Severe thunderstorm watch in mountains to west
We’re into our third day of a four day streak of summery days. Highs have climbed back into the low-to-mid 80s with a little mugginess but nothing too oppressive. Out to the west into the mountains, thunderstorms have started firing off, and a Severe Thunderstorm Watch has been posted through 9 p.m. Will any big storms make into metro region?
Through Tonight: Storms are developing to the west and to the southeast, but no activity is off immediate concern to the metro region. Additional storms could develop closer to metro region or move in from the south, with the most likely time window for any activity between 6 p.m. and midnight tonight. But I don’t expect widespread storms. The chance of storms is only 20-30% with the highest odds west of Fairfax and Montgomery counties and southeast of Prince George’s county. Storms that form may contain gusty winds and small hail. Outside of storms, it’s partly cloudy and mild, with lows from the low 60s in the cooler suburbs to the upper 60s downtown.

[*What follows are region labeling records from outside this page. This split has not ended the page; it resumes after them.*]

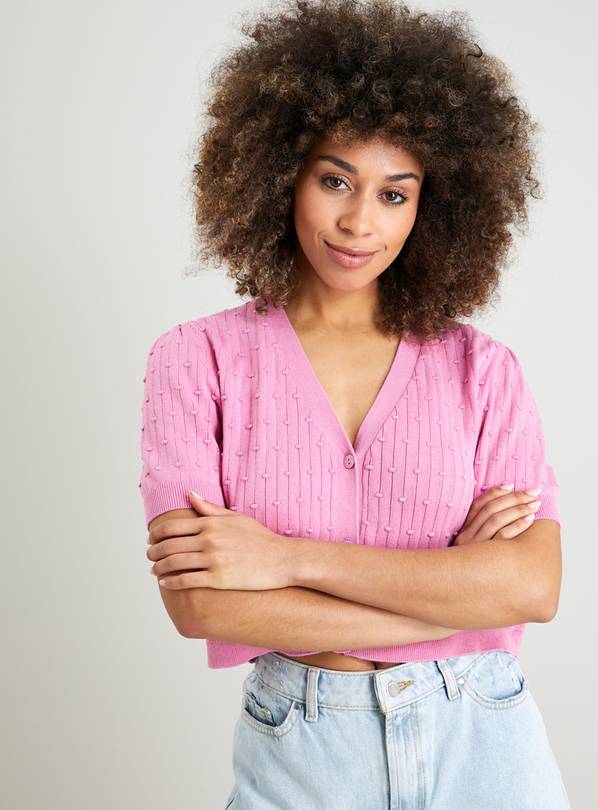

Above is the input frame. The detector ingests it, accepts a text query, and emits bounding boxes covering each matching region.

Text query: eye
[321,174,408,205]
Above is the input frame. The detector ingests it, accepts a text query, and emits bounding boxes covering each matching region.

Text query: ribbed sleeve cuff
[141,479,226,529]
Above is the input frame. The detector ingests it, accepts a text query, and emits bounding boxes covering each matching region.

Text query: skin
[147,139,560,670]
[286,138,424,330]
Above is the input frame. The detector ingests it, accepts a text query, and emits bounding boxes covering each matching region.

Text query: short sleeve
[138,321,224,527]
[474,341,561,524]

Tomorrow (Wednesday): Expect another day like the last few: nice’n warm with a touch of humidity. Thunderstorms remain a possibility, but odds still are on the low side, at just 20-30% - with the best chance again out toward the mountains. High temps reach the low 80s.

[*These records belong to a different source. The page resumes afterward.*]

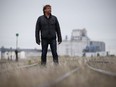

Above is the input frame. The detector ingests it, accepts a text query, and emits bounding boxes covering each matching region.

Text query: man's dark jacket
[35,15,62,44]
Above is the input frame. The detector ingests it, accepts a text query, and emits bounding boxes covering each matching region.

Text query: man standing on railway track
[35,5,62,65]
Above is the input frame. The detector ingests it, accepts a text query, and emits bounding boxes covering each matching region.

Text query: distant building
[58,29,105,56]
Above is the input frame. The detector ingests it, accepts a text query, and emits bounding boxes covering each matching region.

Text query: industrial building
[58,29,106,56]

Thursday storm risk: One of the uncertainties in our forecast for Thursday was the timing of the cold front, likely to produce some heavy rain and storms around here. The most likely timing for the front’s passage now appears to be between late morning and mid-afternoon. We’ll have a slight risk of severe weather, with damaging winds the primary threat. Into the mountains, we’ll need to watch out for the possibility of flooding.
Today’s pollen update from Walter Reed: Tree pollen is in the VERY HIGH range at 1502.56 gr/cubic meter. Grasses are LOW at 2.24 gr/cubic meter, weeds are LOW at 1.6 grains/cubic meter and mold spores are in the LOW range at 2518.12 spores/cubic meter.